Assunção, Hansen, Munson, and Scheinkman explored these questions using a dynamic spatial model meant to capture the trade-off between using land for agriculture and preserving or restoring it as forest. The model incorporates the large degree of variation that exists between areas in the Amazon in terms of their productivity as agricultural land and their ability to absorb carbon.
“It’s not just a case of doing less deforestation; it’s also an issue of where you do it at,” Hansen says. Treating every square mile of the Amazon as equal in its capacity for productive agriculture or carbon capture would obscure the picture of what’s gained and lost by a particular allocation choice.

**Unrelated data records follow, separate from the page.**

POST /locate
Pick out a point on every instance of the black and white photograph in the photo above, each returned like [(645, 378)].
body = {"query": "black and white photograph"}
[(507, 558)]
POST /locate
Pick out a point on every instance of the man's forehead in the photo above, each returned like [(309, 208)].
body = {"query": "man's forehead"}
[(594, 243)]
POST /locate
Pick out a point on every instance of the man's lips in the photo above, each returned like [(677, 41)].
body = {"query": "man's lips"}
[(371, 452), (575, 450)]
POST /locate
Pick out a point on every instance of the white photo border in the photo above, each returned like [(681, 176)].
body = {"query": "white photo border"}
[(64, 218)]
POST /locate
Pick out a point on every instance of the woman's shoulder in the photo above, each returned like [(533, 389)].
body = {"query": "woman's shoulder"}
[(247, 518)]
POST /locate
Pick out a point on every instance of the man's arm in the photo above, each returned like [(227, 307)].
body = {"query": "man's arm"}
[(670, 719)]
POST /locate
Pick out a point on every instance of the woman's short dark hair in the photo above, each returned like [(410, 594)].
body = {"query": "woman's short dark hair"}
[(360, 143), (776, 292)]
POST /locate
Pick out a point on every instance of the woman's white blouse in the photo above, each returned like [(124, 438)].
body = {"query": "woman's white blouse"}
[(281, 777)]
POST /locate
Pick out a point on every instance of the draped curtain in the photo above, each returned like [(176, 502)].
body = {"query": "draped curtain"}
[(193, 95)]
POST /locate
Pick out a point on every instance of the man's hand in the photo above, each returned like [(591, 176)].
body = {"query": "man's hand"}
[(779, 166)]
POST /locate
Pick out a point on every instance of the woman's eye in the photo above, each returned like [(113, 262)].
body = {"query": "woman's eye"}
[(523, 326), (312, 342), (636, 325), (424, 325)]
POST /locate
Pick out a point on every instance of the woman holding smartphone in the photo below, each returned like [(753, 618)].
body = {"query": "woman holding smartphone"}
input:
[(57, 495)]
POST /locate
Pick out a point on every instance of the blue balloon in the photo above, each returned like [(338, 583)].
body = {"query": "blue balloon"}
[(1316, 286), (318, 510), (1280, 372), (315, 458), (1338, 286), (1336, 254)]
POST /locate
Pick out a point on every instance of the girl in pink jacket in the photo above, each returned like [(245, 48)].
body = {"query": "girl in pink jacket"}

The model allowed the researchers to predict how land would optimally be allocated to maximize the welfare of Brazil given a particular price per ton of carbon emissions. For instance, looking at how land is currently allocated, they were able to calculate a “shadow price” of carbon that reflects the trade-off Brazil is currently willing to accept between agricultural productivity and carbon emissions. They find that price to be around $6 per ton—and at this price, with no international payments to change local incentives, the model predicts that the Amazon will cross the threshold of 25 percent deforestation within about 20 years, and that in the next 30 years, deforestation will produce net emissions of 31.6 billion tons. (Brazil’s total CO2 emissions for 2021 have been estimated at 2.42 billion tons.)
A relatively small transfer could make a big difference
Compensating Brazil for forgoing agricultural activity in the Amazon to stimulate reforestation could significantly alter the trajectory of land use in the rainforest compared with a business-as-usual scenario of no transfers.
The researchers note that their study is intended to be a benchmark for assessing alternative ad hoc policies. Nevertheless, they find that “the optimal strategy under the calculated shadow price would eventually produce enough deforestation to threaten the survival of the Amazon as a tropical forest.” However, the payments required to change the trajectory of deforestation in the Amazon may be far cheaper than the total cost to society of releasing that carbon into the atmosphere. If the international community paid Brazil $20 per net ton of carbon captured by the Amazon, the optimal policy for Brazil would be to restore enough forest to capture 16.1 billion net tons over that same three-decade timespan. By comparison, the US government has pegged the social cost of carbon at $51 per ton, and some estimates place the number several times higher.
As with many cost-benefit analyses, there is a justifiable concern about what Nobel Laureate Friedrich Hayek warned was a “pretense of knowledge” caused by overly ambitious economists seeking to influence policy outcomes. To counter this worry, Hansen and his collaborators quantified the uncertainty in the productivity inputs across the various sites in the Brazilian Amazon that go into their computations. Their analysis goes further by investigating how this uncertainty impacts the policy-relevant spatial dynamic implications of their model. Specifically, they find policy makers’ concerns about uncertainty should not lead to inaction but should instead suggest changes in the proposed course of action as it plays out over time and space.
Of course, implementing a socially efficient system of transfers would require the cooperation of not only the various members of the international community providing the payments but also the Brazilian government, whose attitude toward deforestation has shifted dramatically between various presidential administrations. Moreover, the researchers note that their analysis doesn’t take into account some potentially important costs Brazil may face from the erosion of the Amazon, including the loss of biodiversity and “the effect of deforestation on agricultural productivity in the Amazon or in other regions in Brazil, a country that is currently the fourth largest agricultural producer and exporter in the world.”